The clash between two worlds in human action recognition: supervised feature training vs Recurrent ConvNet

Raptis, Konstantinos 28 November 2016 (has links)
Indiana University-Purdue University Indianapolis (IUPUI) / Action recognition has been an active research topic for over three decades. There are various applications of action recognition, such as surveillance, human-computer interaction, and content-based retrieval. Recently, research focuses on movies, web videos, and TV shows datasets. The nature of these datasets make action recognition very challenging due to scene variability and complexity, namely background clutter, occlusions, viewpoint changes, fast irregular motion, and large spatio-temporal search space (articulation configurations and motions). The use of local space and time image features shows promising results, avoiding the cumbersome and often inaccurate frame-by-frame segmentation (boundary estimation).

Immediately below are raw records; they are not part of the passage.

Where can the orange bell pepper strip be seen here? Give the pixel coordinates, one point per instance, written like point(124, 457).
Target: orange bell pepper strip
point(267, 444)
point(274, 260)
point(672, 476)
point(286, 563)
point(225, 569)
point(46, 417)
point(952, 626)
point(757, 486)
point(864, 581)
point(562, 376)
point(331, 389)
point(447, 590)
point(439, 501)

We focus on two state of the art methods for the action classification problem: dense trajectories and recurrent neural networks (RNN). Dense trajectories use typical supervised training (e.g., with Support Vector Machines) of features such as 3D-SIFT, extended SURF, HOG3D, and local trinary patterns; the main idea is to densely sample these features in each frame and track them in the sequence based on optical flow. On the other hand, the deep neural network uses the input frames to detect action and produce part proposals, i.e., estimate information on body parts (shapes and locations). We compare qualitatively and numerically these two approaches, indicative to what is used today, and describe our conclusions with respect to accuracy and efficiency.